OpenAI Symphony: From Supervising Coding Agents to Managing Work

· # AI News
OpenAI Symphony Coding Agent Orchestration

In August 2025, a three-person team at OpenAI began an experiment under a single constraint: they would not write a single line of application code themselves. Every piece of application logic, every test, every CI configuration, every document, every internal tool — Codex wrote it all. Five months later, the repository had accumulated roughly one million lines of code and 1,500 merged pull requests. The team estimated it would have taken ten times as long if done by hand.1

OpenAI named the methodology that emerged from this experience Harness Engineering. In early March 2026, they released its reference implementation as open source. The project is called Symphony.2

The Core Problem: Agents Without a Manager

Tools like Cursor, GitHub Copilot, and Claude Code are structured around a loop where a developer asks, and an agent responds. The human is always at the center. Agents react. Humans initiate, monitor, and retry.

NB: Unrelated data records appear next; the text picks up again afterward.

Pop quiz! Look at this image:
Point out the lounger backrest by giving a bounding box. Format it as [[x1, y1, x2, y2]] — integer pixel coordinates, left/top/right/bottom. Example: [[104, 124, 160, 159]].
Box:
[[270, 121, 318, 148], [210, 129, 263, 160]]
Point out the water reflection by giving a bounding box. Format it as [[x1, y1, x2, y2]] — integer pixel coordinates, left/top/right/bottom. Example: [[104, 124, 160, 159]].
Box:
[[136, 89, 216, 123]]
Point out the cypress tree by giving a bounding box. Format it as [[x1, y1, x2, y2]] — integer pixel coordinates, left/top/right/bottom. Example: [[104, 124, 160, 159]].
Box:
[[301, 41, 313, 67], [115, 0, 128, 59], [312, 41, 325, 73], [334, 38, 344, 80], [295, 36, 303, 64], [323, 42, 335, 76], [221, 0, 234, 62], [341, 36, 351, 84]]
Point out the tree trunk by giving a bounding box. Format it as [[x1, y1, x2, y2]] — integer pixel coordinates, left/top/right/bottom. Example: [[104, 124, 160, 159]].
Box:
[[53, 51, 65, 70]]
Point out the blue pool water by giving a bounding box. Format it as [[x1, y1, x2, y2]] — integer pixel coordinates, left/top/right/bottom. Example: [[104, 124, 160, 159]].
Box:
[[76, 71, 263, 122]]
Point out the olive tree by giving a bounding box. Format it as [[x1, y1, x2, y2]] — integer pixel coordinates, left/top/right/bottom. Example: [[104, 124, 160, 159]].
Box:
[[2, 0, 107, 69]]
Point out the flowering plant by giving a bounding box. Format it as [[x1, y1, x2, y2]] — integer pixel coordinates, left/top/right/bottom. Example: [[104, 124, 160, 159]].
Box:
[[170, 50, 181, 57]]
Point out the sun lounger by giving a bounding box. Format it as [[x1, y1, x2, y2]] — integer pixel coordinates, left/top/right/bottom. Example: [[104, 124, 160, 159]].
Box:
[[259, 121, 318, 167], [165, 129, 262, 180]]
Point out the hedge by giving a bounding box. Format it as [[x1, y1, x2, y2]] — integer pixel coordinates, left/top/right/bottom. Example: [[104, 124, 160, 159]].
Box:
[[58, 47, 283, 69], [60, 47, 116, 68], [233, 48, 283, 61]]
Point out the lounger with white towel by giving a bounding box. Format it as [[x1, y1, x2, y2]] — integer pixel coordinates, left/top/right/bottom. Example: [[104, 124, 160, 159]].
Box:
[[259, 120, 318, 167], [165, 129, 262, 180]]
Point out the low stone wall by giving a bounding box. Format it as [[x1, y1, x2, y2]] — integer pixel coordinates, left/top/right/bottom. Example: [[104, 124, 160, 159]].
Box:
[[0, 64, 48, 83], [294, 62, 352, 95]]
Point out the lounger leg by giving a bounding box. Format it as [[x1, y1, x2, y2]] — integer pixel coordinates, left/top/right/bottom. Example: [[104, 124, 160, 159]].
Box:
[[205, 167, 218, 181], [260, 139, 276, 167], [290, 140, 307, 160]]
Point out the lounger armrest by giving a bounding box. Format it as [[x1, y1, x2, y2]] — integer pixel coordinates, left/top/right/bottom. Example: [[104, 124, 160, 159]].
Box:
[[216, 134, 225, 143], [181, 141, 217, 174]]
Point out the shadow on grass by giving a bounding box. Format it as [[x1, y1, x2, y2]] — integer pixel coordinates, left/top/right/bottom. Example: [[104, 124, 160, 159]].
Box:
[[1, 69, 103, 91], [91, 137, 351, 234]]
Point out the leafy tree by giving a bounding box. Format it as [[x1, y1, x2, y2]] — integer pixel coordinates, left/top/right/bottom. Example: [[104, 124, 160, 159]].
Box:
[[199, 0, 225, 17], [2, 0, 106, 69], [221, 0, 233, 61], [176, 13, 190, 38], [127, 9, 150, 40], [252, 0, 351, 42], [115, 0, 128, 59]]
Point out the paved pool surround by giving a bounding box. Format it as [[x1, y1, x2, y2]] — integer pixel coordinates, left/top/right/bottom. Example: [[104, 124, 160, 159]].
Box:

The limits of this structure emerge at scale. When the number of issues to handle simultaneously grows to five, ten, or more, the developer’s attention becomes the bottleneck. No matter how capable the agent, throughput cannot increase as long as a human must press “go” each time.

This is the problem Symphony set out to solve. Instead of supervising agents, teams manage work.

[!KEY] Symphony’s paradigm shift: “The developer hands work to the agent” → “The issue tracker automatically summons the agent”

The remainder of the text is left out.